My wristwatch said 5:28 p.m., but Mary Ann was nowhere in sight. Ten minutes earlier, at the corner of 28th Street and Guadalupe, seventeen passengers had exited a city bus and stepped out into a freezing rain. It was the North Lamar bus, and Mary Ann should have been on it. She wasn’t.
I tried to reassure myself that she’d likely just missed the bus. It did seem that the bus had run a couple of minutes early, but I couldn’t imagine that she’d miss it on her wedding day. Still, it seemed the obvious and most likely explanation, but nothing about our experience had ever been likely.
Buses ran past Mary Ann’s office every thirty minutes, and every one of them was headed straight down Guadalupe toward the UT campus and downtown. I kept telling myself that, surely, she’d be on the next one.

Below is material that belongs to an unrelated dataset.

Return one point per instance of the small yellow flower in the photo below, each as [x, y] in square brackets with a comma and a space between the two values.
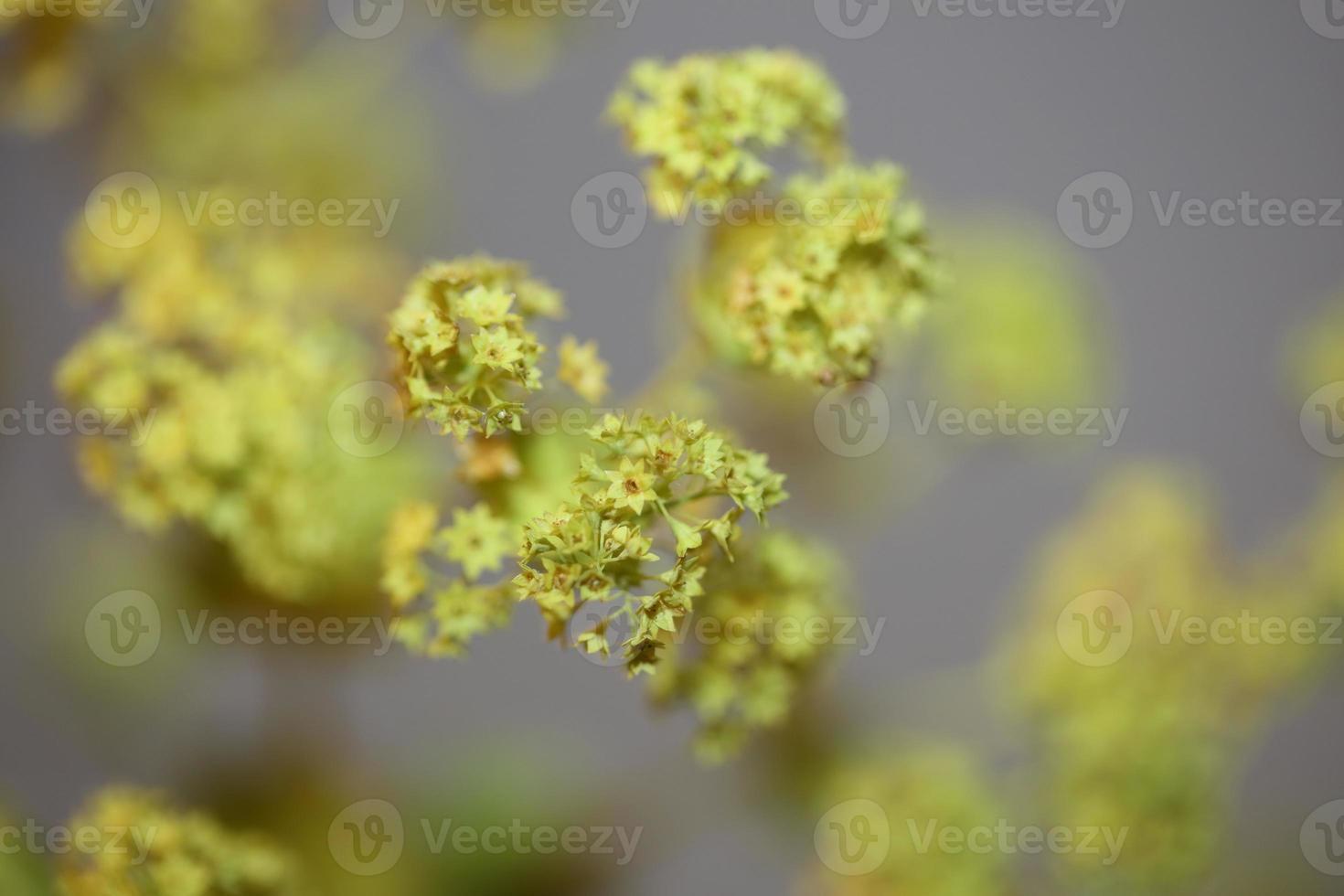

I stepped back under the awning of the Pizza Inn restaurant to get out of the rain, lit another cigarette and pulled my jacket collar up around my neck. It was wet, and it was cold. My nerves were starting to be on high alert. I needed Mary Ann to be on the next bus. It was due around 5:50.
• • •
After Mary Ann had left for work at noon I had been busy. I met with two professors, and both meetings went well. They knew not to expect me in class tomorrow, and each was forthcoming with congratulations and well wishes. They had both met Mary Ann, and they knew how lucky I was.
I had a one o’clock class in Garrison Hall, but couldn’t concentrate at all on whatever the professor was saying. My mind was on other things. I slipped out of the classroom fifteen minutes early and headed for a small bake shop on the Drag. It occurred to me while sitting in class that we didn’t have a wedding cake. All of a sudden it seemed important. It seemed, somehow, like we needed one.
We had picked up Mary Ann’s dress the prior evening, as well as a spider chrysanthemum with some green stuff she had chosen instead of a large bouquet. By 2:30 the weather was turning nasty, and I began to worry how we were going to get the flowers or the pretty dress to the church. We were going to have to walk. Still, my mind kept returning to the matter of a wedding cake.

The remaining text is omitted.